Major General D. S. STANLEY, Commanding Fourth Army Corps:

The major-general commanding directs me to acknowledge the receipt of your report of this morning, announcing the massing of the enemy on your left. In reply the major-general commanding would caution you to be watchful at every point, and endeavor to discover if possible what the movement may really be; whether it be with the intention of an attack on your lines, or if it be only a massing of his forces preparatory to his withdrawal. That some movement is being made by him in the disposition of his forces is evident, and we should be on the qui vive to improve any advantages which present themselves, as well as to secure ourselves from any damage by his attack on us. The major-general commanding desires that you take the precaution to prevent any stampeding of your troops and be ready to repel any ordinary attack that may be made upon you, and in case an overwhelming force should be thrown against you, one over which you could not hope to be successful, that you withdraw your troops in good order and without confusion. The major-general commanding desires also that you inform General Garrard of your impression as to the designs of the enemy, but not to say that they are massing on him or yourself unless it is positively known to be so. Great caution will need to be exercised, and it is hoped all will be well. Please report any further indications that may be seen in your front of movement on the part of the enemy.

I have the honor to be, general, very respectfully, your obedient servant,


Assistant Adjutant-General.


Near Atlanta, Ga., August 17, 1864-12.25 p. m.

General KIMBALL:

GENERAL: The following is just received from General Sherman, through department headquarters:

Stanley's line should be most persistent in annoying the enemy and making feints, as though looking for a place to assault.

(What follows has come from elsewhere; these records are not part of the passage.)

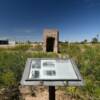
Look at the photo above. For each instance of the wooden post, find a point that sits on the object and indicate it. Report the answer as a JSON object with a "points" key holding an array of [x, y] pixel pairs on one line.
{"points": [[51, 92]]}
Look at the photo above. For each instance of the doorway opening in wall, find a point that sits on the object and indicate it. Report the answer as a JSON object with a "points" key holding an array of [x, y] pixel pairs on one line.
{"points": [[50, 44]]}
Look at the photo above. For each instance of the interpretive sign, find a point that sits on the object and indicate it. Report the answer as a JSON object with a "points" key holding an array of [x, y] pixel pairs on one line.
{"points": [[51, 72]]}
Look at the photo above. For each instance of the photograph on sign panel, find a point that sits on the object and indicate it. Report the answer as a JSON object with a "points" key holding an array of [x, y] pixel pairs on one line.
{"points": [[36, 64], [34, 74]]}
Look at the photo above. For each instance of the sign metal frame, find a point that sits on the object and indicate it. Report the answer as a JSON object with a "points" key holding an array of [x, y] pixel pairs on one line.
{"points": [[51, 82]]}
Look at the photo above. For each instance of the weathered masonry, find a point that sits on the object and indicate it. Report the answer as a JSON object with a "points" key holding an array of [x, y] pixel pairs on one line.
{"points": [[50, 40]]}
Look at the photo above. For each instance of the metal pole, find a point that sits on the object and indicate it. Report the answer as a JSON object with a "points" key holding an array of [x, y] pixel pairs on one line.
{"points": [[51, 92]]}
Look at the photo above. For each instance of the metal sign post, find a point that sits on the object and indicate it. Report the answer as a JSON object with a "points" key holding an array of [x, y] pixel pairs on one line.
{"points": [[51, 72], [51, 92]]}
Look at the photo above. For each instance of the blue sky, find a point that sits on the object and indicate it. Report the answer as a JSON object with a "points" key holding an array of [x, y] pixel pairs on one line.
{"points": [[26, 19]]}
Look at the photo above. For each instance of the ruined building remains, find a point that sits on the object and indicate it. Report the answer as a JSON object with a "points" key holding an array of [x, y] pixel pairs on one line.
{"points": [[50, 40]]}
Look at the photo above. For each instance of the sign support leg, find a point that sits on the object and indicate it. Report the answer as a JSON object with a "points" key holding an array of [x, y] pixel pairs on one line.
{"points": [[51, 92]]}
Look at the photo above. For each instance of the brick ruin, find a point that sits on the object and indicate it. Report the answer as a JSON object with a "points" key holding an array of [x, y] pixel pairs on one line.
{"points": [[50, 40]]}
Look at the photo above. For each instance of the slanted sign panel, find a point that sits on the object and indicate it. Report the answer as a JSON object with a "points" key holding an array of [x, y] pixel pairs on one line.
{"points": [[50, 72]]}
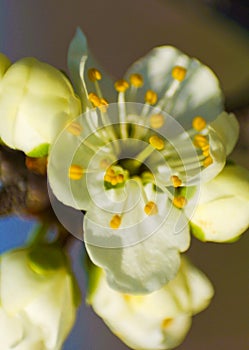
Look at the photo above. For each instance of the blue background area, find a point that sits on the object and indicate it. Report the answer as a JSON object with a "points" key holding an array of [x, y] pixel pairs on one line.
{"points": [[14, 232]]}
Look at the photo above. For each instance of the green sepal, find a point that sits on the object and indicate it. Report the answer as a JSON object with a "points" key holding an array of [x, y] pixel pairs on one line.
{"points": [[93, 275], [40, 151], [188, 192], [197, 232]]}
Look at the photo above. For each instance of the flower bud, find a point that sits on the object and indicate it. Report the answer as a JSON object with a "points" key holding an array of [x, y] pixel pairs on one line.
{"points": [[37, 299], [223, 210], [154, 321], [36, 102]]}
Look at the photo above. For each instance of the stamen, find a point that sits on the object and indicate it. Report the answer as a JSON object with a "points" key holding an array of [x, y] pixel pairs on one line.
{"points": [[200, 141], [151, 208], [179, 202], [121, 85], [176, 181], [199, 123], [166, 323], [206, 150], [94, 99], [104, 163], [75, 172], [156, 142], [94, 74], [115, 222], [136, 80], [150, 97], [114, 177], [208, 161], [156, 121], [74, 128], [179, 73]]}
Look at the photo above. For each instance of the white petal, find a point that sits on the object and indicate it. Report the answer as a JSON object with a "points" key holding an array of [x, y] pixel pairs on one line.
{"points": [[200, 288], [223, 212], [198, 94], [53, 311], [227, 128], [147, 264]]}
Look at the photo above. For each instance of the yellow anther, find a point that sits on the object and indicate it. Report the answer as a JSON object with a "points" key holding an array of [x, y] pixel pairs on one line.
{"points": [[199, 123], [206, 151], [120, 178], [75, 172], [74, 128], [94, 99], [121, 85], [150, 97], [114, 181], [156, 121], [104, 163], [179, 202], [151, 208], [166, 323], [94, 74], [110, 172], [107, 178], [156, 142], [208, 161], [115, 221], [179, 73], [136, 80], [176, 181], [200, 141]]}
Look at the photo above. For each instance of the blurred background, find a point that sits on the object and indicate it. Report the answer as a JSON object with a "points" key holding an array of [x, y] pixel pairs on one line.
{"points": [[119, 32]]}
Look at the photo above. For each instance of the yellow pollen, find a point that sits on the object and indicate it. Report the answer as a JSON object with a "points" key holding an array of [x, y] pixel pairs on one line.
{"points": [[176, 181], [94, 99], [156, 121], [104, 163], [179, 202], [74, 129], [151, 208], [108, 178], [179, 73], [136, 80], [115, 222], [75, 172], [156, 142], [199, 123], [121, 85], [120, 178], [166, 323], [94, 74], [150, 97], [208, 161], [110, 172], [205, 152], [200, 141]]}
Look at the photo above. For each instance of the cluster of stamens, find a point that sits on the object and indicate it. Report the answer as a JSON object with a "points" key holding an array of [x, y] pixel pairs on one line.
{"points": [[115, 175]]}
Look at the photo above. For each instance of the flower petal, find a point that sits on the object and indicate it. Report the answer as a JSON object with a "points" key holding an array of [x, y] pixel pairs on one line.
{"points": [[227, 128], [198, 94], [223, 210], [146, 265]]}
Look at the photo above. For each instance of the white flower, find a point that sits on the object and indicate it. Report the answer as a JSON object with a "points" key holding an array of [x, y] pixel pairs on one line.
{"points": [[36, 103], [37, 299], [155, 321], [4, 64], [132, 166], [223, 210]]}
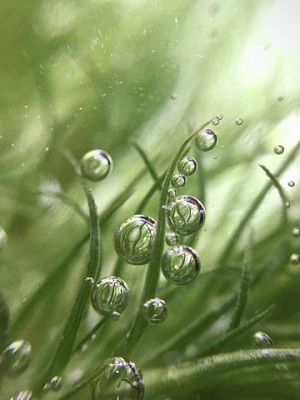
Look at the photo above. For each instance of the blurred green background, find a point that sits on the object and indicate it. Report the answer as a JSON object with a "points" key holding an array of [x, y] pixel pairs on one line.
{"points": [[79, 75]]}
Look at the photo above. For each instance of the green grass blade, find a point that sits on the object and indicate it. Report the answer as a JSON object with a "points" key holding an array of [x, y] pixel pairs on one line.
{"points": [[228, 337], [153, 270], [228, 250]]}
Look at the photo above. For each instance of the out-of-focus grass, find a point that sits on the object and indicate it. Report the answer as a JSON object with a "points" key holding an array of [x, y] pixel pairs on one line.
{"points": [[79, 75]]}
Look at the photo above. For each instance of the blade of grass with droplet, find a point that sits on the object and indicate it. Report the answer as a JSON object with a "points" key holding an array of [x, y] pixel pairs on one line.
{"points": [[153, 269], [228, 250]]}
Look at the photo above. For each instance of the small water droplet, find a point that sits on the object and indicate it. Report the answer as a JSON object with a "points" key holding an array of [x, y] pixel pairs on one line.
{"points": [[15, 359], [239, 121], [279, 149], [296, 232], [186, 216], [134, 239], [295, 259], [155, 311], [206, 140], [187, 166], [172, 239], [117, 380], [178, 181], [96, 165], [181, 265], [262, 340]]}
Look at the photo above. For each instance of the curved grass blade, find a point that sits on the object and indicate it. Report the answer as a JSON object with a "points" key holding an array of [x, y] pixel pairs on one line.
{"points": [[227, 252], [64, 349], [153, 269]]}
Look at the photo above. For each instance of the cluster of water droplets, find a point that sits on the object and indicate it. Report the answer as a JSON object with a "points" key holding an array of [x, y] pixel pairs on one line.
{"points": [[117, 379]]}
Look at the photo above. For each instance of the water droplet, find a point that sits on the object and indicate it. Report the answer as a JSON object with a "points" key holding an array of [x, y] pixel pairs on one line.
{"points": [[206, 140], [118, 380], [262, 340], [172, 239], [295, 259], [110, 295], [134, 239], [178, 181], [155, 311], [187, 166], [279, 149], [239, 121], [186, 216], [181, 265], [23, 395], [172, 193], [96, 165], [15, 358]]}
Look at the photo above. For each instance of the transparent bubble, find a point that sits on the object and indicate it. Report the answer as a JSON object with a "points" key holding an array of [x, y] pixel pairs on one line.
{"points": [[178, 181], [295, 259], [181, 265], [172, 239], [134, 239], [187, 166], [110, 295], [96, 165], [186, 215], [279, 149], [155, 311], [15, 359], [296, 232], [23, 395], [118, 380], [206, 140], [239, 121], [262, 340]]}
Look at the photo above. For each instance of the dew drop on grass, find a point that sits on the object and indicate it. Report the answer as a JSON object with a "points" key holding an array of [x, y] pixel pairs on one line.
{"points": [[155, 311], [172, 239], [262, 340], [187, 166], [186, 215], [178, 181], [134, 239], [296, 232], [279, 149], [23, 395], [117, 380], [96, 165], [206, 140], [15, 359], [181, 265], [110, 295], [295, 259]]}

Division commanders will, with their pickets, keep up a persistent fire to annoy the enemy. General Kimball will repeat the maneuvers that he executed a few days ago, viz, send a regiment at a time out to the vicinity of the railroad and try and create an impression upon the enemy that he is massing troops to assault their lines. Generals Newton and Wood will cause their men to display unusual activity in their camps, and if possible march troops in the enemy's view, letting them file past in sight of the enemy, then disappear, and again, after marching behind a hill or though thick timber reappear and try and create the impression that a heavy column is massing on our left (the enemy's right). One good place for this is in rear of where the divisions of Generals Wood and Kimball join. Whenever this is practicable, have it done.

By command of Major-General Stanley:


Major and Assistant Adjutant-General.